Posted in Development.

If you’ve ever been accused of spoiling your baby with cuddles when they cry, prepare to fist pump, because research confirms your instincts are correct!

Baby cries for a reason

Research led by Notre Dame psychologist Darcia Narvaez has found children will grow into healthier and happier adults if they have parents who are affectionate, sensitive and playful towards them from birth.

“Sometimes, we have parents that say, you are going to spoil the baby if you pick them up when they are feeling distressed. No, you can’t spoil a baby,” Professor Narvaez told WSBT.

We all know there can be many reasons a baby cries and Professor Narvaez says parents are never in the wrong for wanting to offer comfort.

“Part of it is following your instincts because we as parents want to hold our children,” she says.

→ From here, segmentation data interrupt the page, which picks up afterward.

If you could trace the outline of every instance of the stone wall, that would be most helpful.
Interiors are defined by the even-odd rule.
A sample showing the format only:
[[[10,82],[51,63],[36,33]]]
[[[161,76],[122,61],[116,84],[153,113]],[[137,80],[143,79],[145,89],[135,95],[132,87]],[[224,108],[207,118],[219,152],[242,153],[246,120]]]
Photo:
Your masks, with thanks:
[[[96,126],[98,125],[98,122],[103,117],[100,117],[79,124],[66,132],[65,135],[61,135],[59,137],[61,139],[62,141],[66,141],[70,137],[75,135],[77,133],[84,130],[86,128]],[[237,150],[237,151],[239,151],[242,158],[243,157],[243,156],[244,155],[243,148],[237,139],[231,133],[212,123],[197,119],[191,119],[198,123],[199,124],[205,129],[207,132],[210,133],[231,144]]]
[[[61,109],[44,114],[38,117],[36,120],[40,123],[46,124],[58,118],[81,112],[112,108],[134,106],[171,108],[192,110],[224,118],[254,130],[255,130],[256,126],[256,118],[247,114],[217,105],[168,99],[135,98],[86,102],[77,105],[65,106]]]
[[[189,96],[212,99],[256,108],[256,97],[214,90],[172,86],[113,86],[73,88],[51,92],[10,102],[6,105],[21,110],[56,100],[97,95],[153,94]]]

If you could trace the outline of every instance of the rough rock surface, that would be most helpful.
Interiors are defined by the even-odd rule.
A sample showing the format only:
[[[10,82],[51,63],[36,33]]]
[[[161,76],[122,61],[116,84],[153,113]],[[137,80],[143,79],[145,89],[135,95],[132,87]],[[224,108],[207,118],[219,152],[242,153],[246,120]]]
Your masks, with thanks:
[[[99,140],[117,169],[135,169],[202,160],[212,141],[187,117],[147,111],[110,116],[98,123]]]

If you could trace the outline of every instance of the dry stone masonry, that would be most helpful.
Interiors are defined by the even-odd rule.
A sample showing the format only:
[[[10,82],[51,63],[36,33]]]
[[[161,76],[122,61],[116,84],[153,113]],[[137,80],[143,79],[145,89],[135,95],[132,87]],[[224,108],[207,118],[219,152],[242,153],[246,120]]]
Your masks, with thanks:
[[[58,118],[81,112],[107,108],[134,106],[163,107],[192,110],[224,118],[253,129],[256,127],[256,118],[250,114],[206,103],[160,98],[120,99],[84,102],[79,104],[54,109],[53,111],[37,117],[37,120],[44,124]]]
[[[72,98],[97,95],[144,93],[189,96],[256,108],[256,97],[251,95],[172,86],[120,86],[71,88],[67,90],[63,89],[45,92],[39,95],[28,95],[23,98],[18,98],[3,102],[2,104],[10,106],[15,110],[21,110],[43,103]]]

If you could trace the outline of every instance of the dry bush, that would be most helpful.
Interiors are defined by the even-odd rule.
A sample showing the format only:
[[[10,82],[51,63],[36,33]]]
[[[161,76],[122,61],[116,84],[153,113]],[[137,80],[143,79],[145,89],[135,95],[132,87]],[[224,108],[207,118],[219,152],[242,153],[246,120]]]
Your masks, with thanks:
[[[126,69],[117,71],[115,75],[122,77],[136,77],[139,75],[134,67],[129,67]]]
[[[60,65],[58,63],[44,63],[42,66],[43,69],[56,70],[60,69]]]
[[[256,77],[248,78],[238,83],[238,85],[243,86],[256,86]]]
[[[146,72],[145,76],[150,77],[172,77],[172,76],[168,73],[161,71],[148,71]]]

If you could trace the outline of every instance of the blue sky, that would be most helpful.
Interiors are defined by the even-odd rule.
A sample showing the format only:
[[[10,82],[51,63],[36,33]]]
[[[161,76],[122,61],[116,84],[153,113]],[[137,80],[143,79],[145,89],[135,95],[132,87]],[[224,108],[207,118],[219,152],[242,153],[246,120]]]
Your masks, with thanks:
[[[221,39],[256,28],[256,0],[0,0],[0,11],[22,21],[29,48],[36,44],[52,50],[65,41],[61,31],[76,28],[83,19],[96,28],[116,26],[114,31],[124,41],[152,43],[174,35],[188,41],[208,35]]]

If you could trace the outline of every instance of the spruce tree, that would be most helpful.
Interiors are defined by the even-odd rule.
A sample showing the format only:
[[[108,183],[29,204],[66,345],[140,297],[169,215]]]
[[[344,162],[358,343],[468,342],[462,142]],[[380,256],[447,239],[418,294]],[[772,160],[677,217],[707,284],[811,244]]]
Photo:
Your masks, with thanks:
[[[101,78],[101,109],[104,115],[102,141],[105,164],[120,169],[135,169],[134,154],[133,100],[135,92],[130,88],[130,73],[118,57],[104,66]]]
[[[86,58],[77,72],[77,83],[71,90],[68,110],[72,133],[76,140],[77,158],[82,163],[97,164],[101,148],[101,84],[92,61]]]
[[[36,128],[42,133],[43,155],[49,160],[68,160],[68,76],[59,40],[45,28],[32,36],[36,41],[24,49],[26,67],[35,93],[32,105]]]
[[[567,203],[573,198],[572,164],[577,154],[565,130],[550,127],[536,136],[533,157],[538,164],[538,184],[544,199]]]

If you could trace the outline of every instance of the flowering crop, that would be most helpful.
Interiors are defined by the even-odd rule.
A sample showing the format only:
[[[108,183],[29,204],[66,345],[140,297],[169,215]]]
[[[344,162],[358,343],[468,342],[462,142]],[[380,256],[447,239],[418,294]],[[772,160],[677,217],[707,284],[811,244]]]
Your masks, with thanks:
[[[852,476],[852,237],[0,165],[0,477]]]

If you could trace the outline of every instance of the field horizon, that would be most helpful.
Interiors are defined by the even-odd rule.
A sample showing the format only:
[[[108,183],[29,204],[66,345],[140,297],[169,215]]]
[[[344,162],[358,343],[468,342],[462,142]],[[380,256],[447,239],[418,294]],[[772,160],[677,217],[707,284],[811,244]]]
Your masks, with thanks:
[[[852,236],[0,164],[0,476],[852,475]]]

“We want to keep that child close, follow that instinct. We want to keep the child quiet and happy because the cry is so distressing.”

Recent research

The research Professor Narvaez and colleagues completed surveyed more than 600 adults about their childhood experiences, from how much affectionate touch and free play they had as children to the amount of positive family time they enjoyed.

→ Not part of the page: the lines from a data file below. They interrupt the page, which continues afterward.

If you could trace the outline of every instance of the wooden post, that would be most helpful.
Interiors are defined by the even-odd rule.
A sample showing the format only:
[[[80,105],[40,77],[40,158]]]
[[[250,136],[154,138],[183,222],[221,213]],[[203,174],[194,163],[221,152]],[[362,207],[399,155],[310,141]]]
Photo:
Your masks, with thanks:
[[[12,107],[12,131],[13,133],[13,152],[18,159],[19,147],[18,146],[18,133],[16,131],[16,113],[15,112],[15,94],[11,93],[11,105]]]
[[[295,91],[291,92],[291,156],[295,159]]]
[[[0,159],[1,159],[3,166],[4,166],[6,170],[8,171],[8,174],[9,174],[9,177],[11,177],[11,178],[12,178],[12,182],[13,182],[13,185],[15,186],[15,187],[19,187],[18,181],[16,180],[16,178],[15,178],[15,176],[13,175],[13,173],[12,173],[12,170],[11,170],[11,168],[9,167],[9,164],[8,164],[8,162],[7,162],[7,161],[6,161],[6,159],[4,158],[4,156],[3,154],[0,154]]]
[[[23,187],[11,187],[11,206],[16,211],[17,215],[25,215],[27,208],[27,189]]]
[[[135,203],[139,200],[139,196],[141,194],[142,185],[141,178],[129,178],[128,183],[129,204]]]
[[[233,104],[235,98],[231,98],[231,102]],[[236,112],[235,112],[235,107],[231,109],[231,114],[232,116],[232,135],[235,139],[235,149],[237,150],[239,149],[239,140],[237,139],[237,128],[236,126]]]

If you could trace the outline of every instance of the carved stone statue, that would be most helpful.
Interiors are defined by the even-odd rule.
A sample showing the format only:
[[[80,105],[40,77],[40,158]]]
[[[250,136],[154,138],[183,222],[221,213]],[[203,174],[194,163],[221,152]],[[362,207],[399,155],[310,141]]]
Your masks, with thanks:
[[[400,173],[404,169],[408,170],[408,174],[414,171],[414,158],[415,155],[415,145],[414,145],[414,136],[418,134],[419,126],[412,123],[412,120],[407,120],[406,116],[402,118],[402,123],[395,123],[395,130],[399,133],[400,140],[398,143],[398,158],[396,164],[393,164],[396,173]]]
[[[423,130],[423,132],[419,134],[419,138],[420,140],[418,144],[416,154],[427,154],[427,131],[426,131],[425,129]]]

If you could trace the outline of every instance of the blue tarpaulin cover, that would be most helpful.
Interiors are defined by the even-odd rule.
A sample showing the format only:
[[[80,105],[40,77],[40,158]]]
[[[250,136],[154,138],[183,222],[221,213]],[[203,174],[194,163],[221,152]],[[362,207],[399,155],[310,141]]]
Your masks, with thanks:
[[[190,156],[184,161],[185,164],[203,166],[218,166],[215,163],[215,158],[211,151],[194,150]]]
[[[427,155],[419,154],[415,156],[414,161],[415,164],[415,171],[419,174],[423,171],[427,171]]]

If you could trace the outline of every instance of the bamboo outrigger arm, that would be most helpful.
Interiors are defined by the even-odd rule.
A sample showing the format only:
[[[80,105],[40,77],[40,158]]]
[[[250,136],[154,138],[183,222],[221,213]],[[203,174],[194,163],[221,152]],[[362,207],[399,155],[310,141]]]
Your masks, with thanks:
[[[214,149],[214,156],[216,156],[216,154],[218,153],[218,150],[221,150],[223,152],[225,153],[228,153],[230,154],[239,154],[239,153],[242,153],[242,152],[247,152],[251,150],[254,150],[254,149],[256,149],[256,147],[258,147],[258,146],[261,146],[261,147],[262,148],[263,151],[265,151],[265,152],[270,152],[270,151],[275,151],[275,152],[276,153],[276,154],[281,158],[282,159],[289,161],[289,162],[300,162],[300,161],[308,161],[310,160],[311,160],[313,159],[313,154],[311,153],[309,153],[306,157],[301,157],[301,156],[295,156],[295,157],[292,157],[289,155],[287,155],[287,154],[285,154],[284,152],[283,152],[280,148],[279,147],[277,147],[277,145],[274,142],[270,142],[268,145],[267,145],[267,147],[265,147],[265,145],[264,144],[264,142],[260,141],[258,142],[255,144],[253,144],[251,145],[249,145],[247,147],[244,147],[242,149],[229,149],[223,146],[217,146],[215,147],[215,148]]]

Collating the answers, she found the adults with less anxiety and better mental health were those who had positive childhood experiences.

“These things independently, but also added up together, predicted the adults’ mental health, so they were less depressed, less anxious, and their social capacities – they were more able to take other people’s perspective,” Professor Narvaez told WSBT.

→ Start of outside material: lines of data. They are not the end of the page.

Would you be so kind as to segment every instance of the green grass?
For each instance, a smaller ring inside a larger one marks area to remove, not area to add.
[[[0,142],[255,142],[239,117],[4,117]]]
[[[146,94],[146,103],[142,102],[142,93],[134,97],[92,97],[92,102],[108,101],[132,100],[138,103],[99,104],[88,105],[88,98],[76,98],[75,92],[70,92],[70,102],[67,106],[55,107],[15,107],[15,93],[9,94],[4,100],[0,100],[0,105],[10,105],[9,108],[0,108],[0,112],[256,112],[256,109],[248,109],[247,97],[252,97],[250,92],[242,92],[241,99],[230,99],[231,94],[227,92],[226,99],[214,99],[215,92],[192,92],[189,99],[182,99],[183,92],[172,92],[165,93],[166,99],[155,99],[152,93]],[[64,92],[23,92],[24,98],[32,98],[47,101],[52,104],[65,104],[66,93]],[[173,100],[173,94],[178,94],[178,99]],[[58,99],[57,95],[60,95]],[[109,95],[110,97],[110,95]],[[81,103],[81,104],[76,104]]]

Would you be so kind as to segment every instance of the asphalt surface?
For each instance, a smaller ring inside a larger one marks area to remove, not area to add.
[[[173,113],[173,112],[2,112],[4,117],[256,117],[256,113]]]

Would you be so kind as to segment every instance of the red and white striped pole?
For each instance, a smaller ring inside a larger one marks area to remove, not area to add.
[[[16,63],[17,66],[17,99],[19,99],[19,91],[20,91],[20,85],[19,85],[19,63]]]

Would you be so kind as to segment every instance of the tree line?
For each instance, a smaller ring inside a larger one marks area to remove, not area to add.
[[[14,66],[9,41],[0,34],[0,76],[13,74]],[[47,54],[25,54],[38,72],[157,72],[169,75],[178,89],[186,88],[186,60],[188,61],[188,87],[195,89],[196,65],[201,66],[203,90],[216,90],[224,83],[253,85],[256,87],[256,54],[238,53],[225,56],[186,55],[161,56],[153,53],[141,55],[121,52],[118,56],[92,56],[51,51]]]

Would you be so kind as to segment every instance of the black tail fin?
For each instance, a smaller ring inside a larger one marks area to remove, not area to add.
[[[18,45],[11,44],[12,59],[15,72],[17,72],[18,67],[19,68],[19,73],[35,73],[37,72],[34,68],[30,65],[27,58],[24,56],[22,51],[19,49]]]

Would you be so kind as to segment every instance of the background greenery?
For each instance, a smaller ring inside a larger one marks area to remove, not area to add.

“They were better at getting along with others and being open-hearted.”

The message to parents

Professor Narvaez encourages parents to be responsive to their child’s needs – to hold, touch and rock them as much as they want, knowing it is good for them.

“What parents do in those early months and years are really affecting the way the brain is going to grow the rest of their lives,” she says.

“(Children) grow better that way. And keep them calm, because all sorts of systems are establishing the way they are going to work. If you let them cry a lot, those systems are going to be easily triggered into stress,” she adds.

Find your village

There is another side to all of this.

Personally, I found there were times in my first few weeks as a new parent where the crying seemed endless. I felt exhausted and at times had to step outside of my son’s room, leaving him to cry in his cot, to take a breath.

My husband was at work and we lived hours away from my immediate family and strongest support system.

This is where Professor Narveaz says a community of caregivers is important.

Let’s face it, while your instincts might tell you to pick up a baby, if you have had no sleep and barely find time to eat it isn’t always that simple, and those instincts serve only to feed (in my case) mummy guilt.

Professor Narvaez says grandparents, aunts, uncles and friends should play an active role.

“We need to, as a community, support families so they can give children what they need,” Professor Narvaez says.

“We really didn’t evolve to parent alone. Our history is to have a community of caregivers to help – the village – so that when mom or dad needs a break, there is someone there who is ready to step in.”